The Israeli Honey Board announced Tuesday, that the fires in the Gaza Belt region caused by aerial arson attacks launched by flammable kites and helium balloons have caused hundreds of thousands of Shekels worth of damage to the beehives at Kibbutz Erez and Kibbutz Yad Mordechai.
The fires completely destroyed 30 hive systems and damaged 30 more before they could be evacuated, as well as roughly 170 acres of fields surrounding them.

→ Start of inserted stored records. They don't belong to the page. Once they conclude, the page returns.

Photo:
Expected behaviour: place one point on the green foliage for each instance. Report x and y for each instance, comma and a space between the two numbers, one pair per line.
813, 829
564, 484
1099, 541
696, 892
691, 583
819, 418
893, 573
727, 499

Despite having successfully evacuated many hives from the fields before they were destroyed, a remaining problem is the lack of an alternative location where they can be transferred to. “It’s very hard to watch fires destroy the farming lands and the beehives,” said Alon Sagron, a beekeeper from Erez who helped evacuate the endangered hives. “After much hard work, some of the hives were saved, but the main problem is that there is nowhere to place the rescued hives at the moment. Therefore, the honey production this season will take a blow.”
Ze’ev Midan, Chief Executive of the Israel Honey Board, said the inability to place beehives in burned areas can have adverse effects beyond just a decline in honey production as it will lead to bees not pollinating the fields in the area.

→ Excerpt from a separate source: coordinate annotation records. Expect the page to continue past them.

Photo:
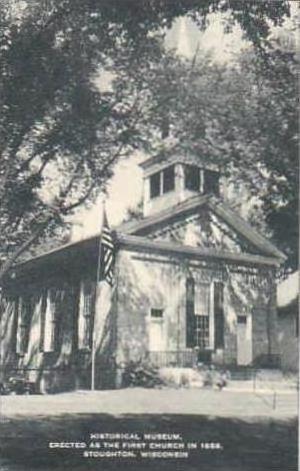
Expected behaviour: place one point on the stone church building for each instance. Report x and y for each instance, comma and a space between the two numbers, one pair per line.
193, 281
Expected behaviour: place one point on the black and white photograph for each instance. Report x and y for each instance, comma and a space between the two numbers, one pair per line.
149, 277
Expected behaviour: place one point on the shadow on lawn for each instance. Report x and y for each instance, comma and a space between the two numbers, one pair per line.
252, 444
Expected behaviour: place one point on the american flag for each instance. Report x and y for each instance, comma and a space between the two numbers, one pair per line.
107, 253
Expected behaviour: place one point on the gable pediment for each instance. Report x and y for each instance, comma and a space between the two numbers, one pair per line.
206, 223
204, 229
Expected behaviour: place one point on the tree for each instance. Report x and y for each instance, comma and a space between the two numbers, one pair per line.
60, 133
243, 116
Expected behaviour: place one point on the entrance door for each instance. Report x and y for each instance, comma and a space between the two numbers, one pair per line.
156, 331
244, 341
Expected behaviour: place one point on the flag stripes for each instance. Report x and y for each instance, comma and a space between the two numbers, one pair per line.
107, 252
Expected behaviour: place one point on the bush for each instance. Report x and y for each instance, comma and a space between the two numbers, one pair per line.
140, 373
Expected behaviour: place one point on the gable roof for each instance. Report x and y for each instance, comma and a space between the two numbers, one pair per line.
132, 234
217, 206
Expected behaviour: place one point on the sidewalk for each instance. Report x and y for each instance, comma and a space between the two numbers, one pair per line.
226, 403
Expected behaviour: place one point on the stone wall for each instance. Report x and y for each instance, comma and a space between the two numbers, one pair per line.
147, 280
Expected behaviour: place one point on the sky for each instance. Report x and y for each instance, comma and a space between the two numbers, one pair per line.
125, 188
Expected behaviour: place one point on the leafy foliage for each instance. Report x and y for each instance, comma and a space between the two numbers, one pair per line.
60, 131
243, 116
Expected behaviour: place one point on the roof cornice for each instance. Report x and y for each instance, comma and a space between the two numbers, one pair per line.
137, 243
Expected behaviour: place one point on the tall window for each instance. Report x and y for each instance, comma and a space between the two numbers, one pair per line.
168, 179
202, 310
219, 314
190, 309
86, 312
52, 318
24, 307
192, 177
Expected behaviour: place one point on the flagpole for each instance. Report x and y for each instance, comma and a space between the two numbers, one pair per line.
96, 303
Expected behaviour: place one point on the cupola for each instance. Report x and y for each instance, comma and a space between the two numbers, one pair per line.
172, 180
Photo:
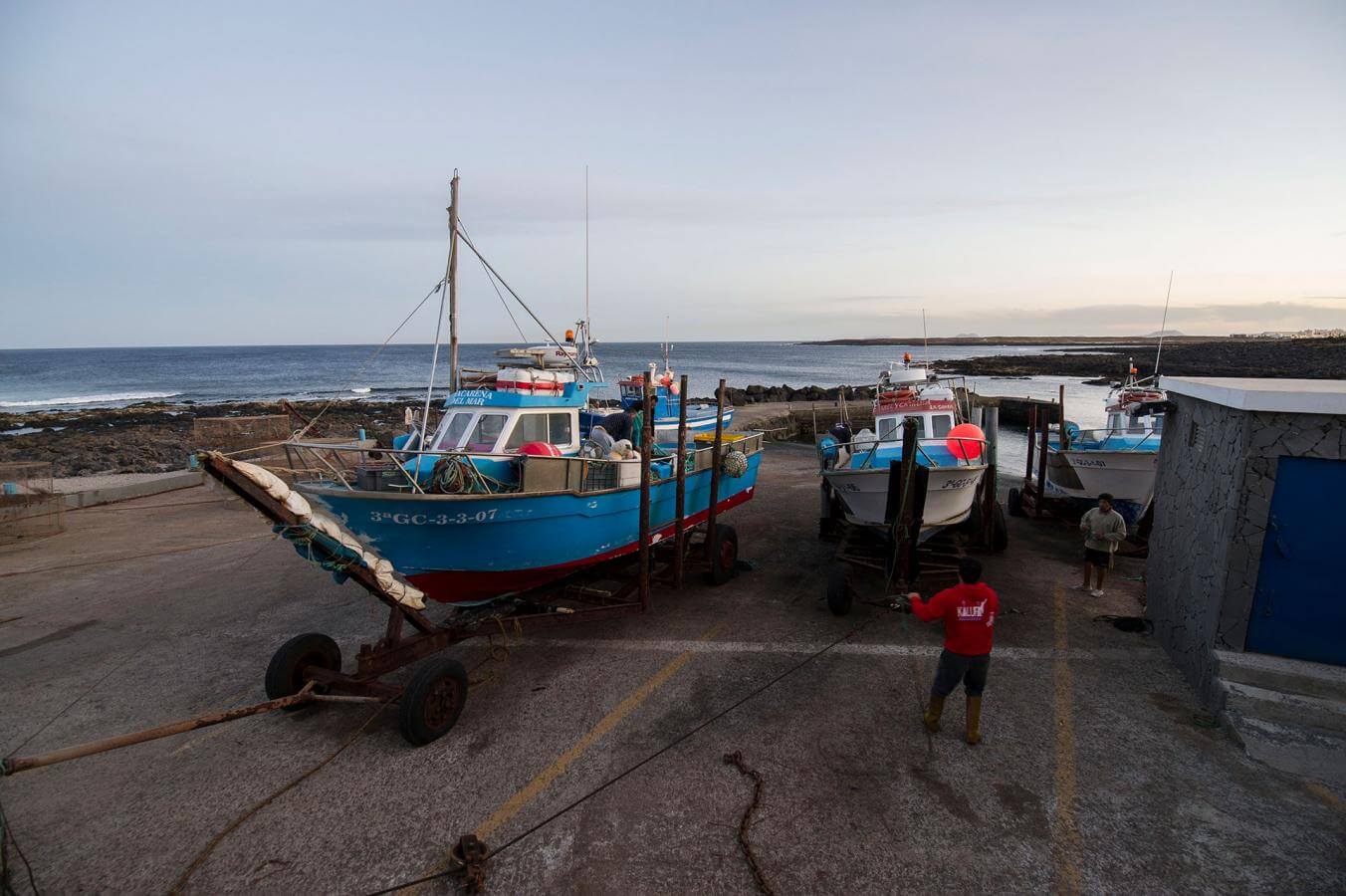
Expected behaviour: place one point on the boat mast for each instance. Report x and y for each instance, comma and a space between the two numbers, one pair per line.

“The farmlands in the Gaza Belt are being hurt twice. Once from the fires, and the second time as a result of the beekeepers not being able to place the hives in burned areas, which leads to the farmlands not being pollinated,” Midan said. “This results in financial damage to both the farming and honey sector as well as to honey production. The hives that were placed in order to accumulate honey were destroyed or damaged beyond repair, and the ones that remain in the fields are not always accessible due to the fires.”
Last week, Treasury Secretary Moshe Kahlon announced that farmers in the Gaza Belt will receive an immediate stipend to the tune of half of all damages caused by the attacks, with the remainder to follow as soon as possible.

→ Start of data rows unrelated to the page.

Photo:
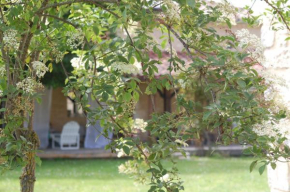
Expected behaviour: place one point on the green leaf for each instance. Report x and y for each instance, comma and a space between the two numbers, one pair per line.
229, 23
38, 160
262, 169
253, 165
191, 3
126, 149
241, 83
152, 170
206, 115
127, 97
96, 30
105, 96
273, 165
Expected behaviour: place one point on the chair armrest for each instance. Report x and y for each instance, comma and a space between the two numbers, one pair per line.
55, 136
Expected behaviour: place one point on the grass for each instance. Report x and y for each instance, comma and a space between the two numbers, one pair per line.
199, 175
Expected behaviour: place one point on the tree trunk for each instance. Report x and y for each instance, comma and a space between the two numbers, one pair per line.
27, 179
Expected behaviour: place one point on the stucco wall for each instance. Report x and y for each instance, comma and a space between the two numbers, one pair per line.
58, 113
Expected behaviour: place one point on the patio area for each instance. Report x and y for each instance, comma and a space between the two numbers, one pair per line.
82, 153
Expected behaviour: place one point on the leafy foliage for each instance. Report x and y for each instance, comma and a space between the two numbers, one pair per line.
106, 72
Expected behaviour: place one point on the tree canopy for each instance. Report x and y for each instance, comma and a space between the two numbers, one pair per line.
111, 40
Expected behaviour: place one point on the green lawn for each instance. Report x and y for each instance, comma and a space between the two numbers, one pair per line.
199, 174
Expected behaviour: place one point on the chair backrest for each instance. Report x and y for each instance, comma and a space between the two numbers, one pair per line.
71, 128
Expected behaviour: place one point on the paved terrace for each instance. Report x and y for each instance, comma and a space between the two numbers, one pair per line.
232, 150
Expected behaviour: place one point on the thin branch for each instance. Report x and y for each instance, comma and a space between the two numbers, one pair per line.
61, 19
279, 13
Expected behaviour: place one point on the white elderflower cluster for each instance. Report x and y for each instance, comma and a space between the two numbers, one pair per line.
75, 38
174, 53
198, 36
252, 43
10, 39
172, 12
28, 85
125, 68
182, 83
273, 129
120, 153
40, 68
140, 124
134, 170
165, 178
277, 92
2, 71
228, 12
77, 62
181, 142
146, 152
58, 55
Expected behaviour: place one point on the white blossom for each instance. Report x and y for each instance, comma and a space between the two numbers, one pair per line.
198, 36
146, 152
120, 153
75, 38
10, 39
172, 12
125, 68
182, 83
252, 43
228, 12
40, 68
2, 71
140, 124
28, 85
273, 129
129, 167
181, 142
165, 178
77, 62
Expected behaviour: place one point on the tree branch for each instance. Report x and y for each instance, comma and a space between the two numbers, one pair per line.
61, 19
75, 1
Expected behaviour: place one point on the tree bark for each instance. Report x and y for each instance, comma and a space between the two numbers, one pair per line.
27, 179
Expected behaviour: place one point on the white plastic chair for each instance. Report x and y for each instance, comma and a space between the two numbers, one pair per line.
69, 137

In a somewhat related development, TPS reported in March of 2017 that an Israeli beekeeper from Kedumim in central Samaria, had earned the first prize award for her wildflower honey in a honey tasting contest that was held in North Carolina.
Yael Farbstein, owner of Kedumim Honey, won first place in the category of the International Multi-Floral Sourced Honeys of the Black Jar Honey Tasting Contest.
“I had no idea that our honey would win,” Farbstein told Tazpit Press Service. “We saw how much people enjoy the honey here in Israel and so we sent our honey to the competition after seeing the contest publicized on the Internet.”
The annual Black Jar Honey Tasting Contest has been held for the past six years by the Center for Honeybee Research in Asheville, North Carolina. Through the contest, the center seeks to honor beekeepers and to discover quality honey varietals and blends from all parts of the world.